Wait up! What’s perf? I’ve talked about strace a lot before (in
Debug your programs like they’re closed source).
strace lets you see which system calls a program is calling. But
what if you wanted to know
- how many CPU instructions it ran?
- How many L1 cache misses there were?
- profiling information for each assembly instruction?
strace only does system calls, and none of those things are system
calls. So it can’t tell you any of those things!
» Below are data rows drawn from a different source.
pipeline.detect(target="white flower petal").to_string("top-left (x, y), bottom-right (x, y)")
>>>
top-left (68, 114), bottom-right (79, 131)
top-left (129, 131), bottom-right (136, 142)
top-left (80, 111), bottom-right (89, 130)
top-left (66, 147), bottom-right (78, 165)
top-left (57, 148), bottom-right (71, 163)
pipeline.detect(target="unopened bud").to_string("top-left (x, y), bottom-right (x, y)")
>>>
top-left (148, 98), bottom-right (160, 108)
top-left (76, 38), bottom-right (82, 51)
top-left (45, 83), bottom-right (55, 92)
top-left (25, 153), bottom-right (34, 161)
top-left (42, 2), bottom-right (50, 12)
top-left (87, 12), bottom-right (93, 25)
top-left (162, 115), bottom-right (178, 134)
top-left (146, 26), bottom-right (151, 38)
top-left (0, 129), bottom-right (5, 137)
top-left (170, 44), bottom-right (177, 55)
perf is a Linux tool that can tell you all of these things, and
more! Let’s run a quick example on the
bytesum program from yesterday.
bork@kiwi ~/w/howcomputer> perf stat ./bytesum_mmap *.mp4
Performance counter stats for './bytesum_mmap The Newsroom S01E04.mp4':
158.141639 task-clock # 0.994 CPUs utilized
22 context-switches # 0.139 K/sec
9 CPU-migrations # 0.057 K/sec
133 page-faults # 0.841 K/sec
438,662,273 cycles # 2.774 GHz [82.43%]
269,916,782 stalled-cycles-frontend # 61.53% frontend cycles idle [82.38%]
131,557,379 stalled-cycles-backend # 29.99% backend cycles idle [66.66%]
681,518,403 instructions # 1.55 insns per cycle
# 0.40 stalled cycles per insn [84.88%]
130,568,804 branches # 825.645 M/sec [84.85%]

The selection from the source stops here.